You build a door affixed to the one you already have to challenge the ones who try to get in. You tap your chest nineteen times every day, more than once, for every time the crowded city bumps into you. You purchase forty-nine different thesauruses in order to find better words for gun control to try to solve the excess of bullets. You spin globes in your free time; you call this both exercise and foreplay. You grow an allergy to your reflection, but you research creams and pills to push you toward relearning the manifestation of your skin. You want to be seen, but you are afraid they will only notice the gain. You are told– on a Wednesday — by someone you knew back when skin was less rebellious — that we are far more than what is seen; our selves extend to the map of veins traveling within us. You are told that the potholes pressed against your body are a conversation piece and a link to being human. You are told that doors prohibit not just the bad ones from getting in, but the good ones too: the poets, the teachers, the lovers, the students, the historians and translators. You strap on a face mask and worker’s gloves, but forego tools. You want to feel your skin rip when you pull off door from hinges. As it tears, you tear. As it detaches, a piece of you does as well.
On the 4 train headed toward Utica, Brooklyn, I look up and notice an ad.
How to describe what should never be described? How to describe an advertisement that shames bodies and attempts to capitalize on a woman’s parts? How to imprint media’s peer pressure module to coax a woman to…..

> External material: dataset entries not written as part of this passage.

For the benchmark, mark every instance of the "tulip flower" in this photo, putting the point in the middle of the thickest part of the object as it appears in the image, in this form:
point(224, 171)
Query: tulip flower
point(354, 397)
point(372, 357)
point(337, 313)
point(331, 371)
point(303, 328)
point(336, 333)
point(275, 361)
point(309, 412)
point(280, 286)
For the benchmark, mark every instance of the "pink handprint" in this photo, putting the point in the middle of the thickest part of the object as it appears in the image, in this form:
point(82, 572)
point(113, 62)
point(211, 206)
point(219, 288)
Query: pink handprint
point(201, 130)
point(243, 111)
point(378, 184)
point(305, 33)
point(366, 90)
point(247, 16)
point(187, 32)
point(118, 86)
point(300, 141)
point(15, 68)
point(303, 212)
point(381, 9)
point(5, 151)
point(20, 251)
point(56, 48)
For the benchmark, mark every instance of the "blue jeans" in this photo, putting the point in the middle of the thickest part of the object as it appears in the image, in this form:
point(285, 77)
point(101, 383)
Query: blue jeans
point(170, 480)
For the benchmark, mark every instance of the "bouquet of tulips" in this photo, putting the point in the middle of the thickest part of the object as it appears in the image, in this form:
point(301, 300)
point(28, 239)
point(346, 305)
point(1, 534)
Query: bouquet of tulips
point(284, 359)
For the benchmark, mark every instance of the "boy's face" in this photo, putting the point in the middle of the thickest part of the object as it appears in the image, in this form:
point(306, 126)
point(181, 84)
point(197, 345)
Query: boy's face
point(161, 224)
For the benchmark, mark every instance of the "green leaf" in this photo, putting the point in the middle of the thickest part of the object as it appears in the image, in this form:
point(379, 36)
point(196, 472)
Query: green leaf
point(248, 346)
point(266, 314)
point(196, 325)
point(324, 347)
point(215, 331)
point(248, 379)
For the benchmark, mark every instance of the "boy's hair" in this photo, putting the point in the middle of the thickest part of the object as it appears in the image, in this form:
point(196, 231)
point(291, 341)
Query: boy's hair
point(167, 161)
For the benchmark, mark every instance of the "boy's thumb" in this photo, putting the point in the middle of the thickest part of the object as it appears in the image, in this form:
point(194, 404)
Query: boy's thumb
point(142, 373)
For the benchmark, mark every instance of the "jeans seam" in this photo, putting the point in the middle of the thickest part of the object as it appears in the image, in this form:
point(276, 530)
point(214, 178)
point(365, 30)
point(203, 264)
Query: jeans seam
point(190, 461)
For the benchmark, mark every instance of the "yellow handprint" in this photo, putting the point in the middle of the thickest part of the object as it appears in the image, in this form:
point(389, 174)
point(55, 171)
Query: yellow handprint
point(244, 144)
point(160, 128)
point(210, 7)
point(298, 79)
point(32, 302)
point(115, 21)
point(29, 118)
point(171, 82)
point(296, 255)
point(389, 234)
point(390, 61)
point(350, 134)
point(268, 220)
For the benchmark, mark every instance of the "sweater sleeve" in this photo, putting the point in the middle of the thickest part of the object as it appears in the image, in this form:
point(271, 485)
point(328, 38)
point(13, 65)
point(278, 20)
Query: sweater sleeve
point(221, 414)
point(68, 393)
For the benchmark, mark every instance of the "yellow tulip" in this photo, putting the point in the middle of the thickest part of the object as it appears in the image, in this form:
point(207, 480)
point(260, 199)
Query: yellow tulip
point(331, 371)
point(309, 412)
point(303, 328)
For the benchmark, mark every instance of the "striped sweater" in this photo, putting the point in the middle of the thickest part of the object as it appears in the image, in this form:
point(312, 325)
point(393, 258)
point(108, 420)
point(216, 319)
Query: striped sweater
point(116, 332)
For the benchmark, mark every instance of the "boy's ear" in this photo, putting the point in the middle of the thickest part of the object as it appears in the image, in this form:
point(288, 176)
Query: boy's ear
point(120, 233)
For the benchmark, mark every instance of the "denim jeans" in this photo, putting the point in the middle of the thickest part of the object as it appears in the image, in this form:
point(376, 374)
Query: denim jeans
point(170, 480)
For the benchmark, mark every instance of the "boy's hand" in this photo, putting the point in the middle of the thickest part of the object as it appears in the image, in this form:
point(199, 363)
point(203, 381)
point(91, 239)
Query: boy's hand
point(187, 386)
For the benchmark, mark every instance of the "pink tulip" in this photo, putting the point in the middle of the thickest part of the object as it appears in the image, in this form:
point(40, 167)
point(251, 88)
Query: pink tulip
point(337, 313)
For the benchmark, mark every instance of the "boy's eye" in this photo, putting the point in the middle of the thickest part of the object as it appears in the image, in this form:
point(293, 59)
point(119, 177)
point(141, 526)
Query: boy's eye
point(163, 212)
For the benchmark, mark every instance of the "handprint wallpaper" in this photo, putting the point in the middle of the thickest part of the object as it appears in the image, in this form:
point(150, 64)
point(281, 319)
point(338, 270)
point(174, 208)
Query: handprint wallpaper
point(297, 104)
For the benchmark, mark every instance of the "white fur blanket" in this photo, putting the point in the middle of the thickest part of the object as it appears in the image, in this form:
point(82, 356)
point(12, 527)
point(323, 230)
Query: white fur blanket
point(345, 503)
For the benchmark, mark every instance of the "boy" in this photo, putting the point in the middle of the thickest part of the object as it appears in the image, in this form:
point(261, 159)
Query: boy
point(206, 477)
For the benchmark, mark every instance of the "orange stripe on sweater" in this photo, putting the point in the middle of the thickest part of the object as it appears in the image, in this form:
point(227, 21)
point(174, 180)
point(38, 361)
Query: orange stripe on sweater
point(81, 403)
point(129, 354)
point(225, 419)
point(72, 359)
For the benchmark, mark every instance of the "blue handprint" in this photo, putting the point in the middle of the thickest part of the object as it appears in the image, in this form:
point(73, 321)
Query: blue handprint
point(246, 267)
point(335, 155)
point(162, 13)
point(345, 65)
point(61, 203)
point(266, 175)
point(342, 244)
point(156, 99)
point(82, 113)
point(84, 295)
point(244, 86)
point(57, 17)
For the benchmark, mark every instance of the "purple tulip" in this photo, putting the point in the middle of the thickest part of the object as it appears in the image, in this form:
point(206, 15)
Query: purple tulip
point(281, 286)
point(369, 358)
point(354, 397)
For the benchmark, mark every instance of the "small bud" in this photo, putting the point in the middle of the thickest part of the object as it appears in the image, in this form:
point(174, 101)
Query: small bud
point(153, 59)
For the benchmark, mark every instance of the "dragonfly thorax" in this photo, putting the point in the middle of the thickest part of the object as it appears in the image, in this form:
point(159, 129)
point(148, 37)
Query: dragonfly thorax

For the low, low, CRAZY price of $3,900.
White woman in white tank top holds two clementines between white fingers against chest.
MADE IN NEW YORK, it says.
Same white woman in white tank top holds two grapefruit, one in each white hand, against chest.
“For other body modification, we also do liposuction, tummy tucks and Brazilian buttock lifts,” reads small print.
In the first photo with the clementines, the white woman is frowning. Her mouth is turned toward the floor as though an invisible wire had been threaded into each lip, causing it to droop.
In the second photograph with the grapefruit, the white woman is proudly showing off her white teeth. Her smile is large. Large like her breasts. After calling the phone number.
After emailing for more information.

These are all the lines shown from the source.